It’s too easy to say – oh, that was long ago.
I met Naim when I was asked to join a bunch of poets going up north to read poetry. I brought a few poems with me, but didn’t think Id be asked to read. And there was the new professor Naim introducing the readers with a long speech about co-existence and I had no idea this was the topic for the evening. So I sat there sweating and when it was my turn, read a very personal poem about the gulf war.
XVI
CUSTOM
Tonight we wait for the alarm.
Who wants to get caught in the shower
or the toilet or in the middle of love?
You say, “I’ll wash my hair after
the attack,” and I decide to put off
lacquering my nails, read
short poems about decadence instead
into the night.
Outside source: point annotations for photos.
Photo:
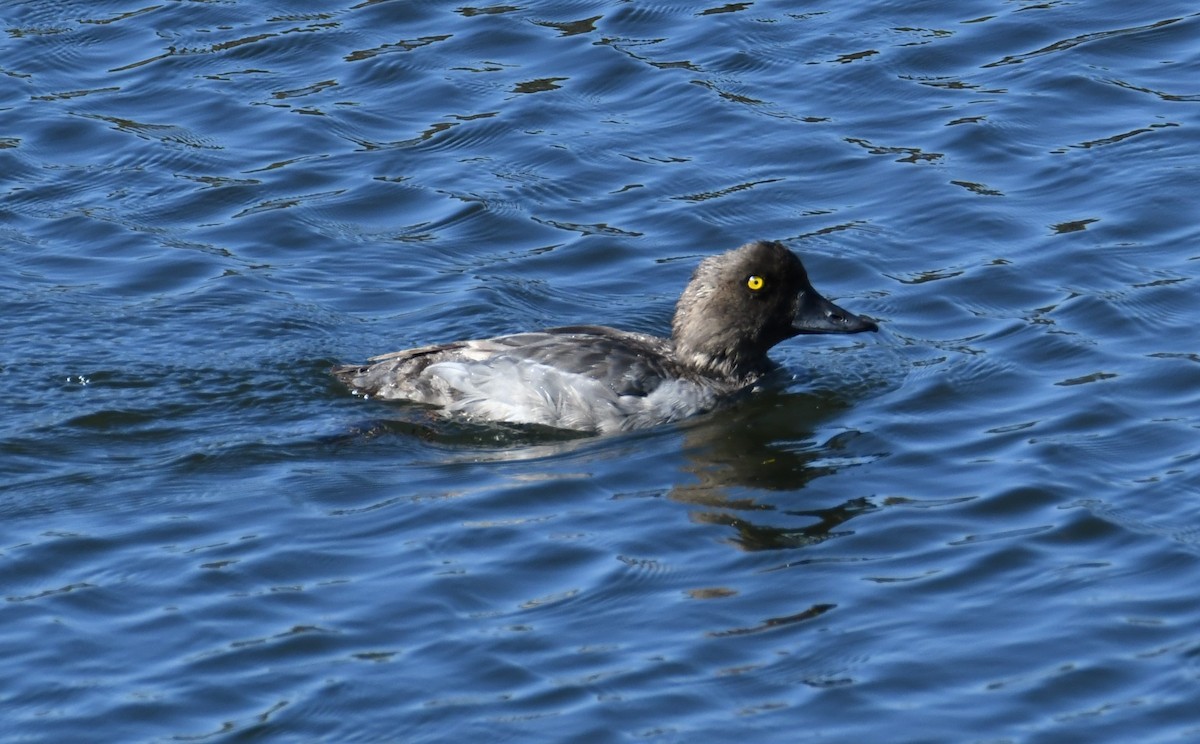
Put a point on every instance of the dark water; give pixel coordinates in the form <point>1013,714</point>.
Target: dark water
<point>982,525</point>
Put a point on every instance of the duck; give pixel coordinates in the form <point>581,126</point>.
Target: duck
<point>598,379</point>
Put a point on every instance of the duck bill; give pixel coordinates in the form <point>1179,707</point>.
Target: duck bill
<point>816,315</point>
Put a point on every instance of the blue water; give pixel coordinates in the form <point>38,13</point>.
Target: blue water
<point>981,525</point>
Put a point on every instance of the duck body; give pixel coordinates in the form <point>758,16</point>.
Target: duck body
<point>593,378</point>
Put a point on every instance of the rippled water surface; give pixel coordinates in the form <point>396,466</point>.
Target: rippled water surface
<point>981,525</point>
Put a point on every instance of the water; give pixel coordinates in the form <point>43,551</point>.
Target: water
<point>982,523</point>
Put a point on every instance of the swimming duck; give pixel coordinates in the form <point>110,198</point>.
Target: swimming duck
<point>593,378</point>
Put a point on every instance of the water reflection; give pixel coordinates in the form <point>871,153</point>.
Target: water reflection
<point>769,444</point>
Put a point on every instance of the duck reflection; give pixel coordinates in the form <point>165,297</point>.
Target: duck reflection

And it doesn’t come ‑
And we take off our shoes and lie down
fully clothed, alert, prepared
for the sudden race to the shelter.
Even towards morning while the radio clock
shines out 3 and 4, illuminating
the passing minutes, we wait,
remembering the shock of the 7:00 a.m. surprise.
Although I try to weary us with chapters from Jeremiah,
“I need my nightly missile,” you say, “to fall asleep.”
Except for a properly covered school girl, I was the only woman in the room, and I was sure rhe audience would cough and move onto the next poem. But Naim guided a long discussion about how much the personal and private was linked to the subject of coexistence.
That began a long and delicate friendship in which we could relate as souls but not as intimate friends. We translated each others’ poems and appeared together in the Kennedy Center and other places.
Until he was sent to Norway as cultural attache.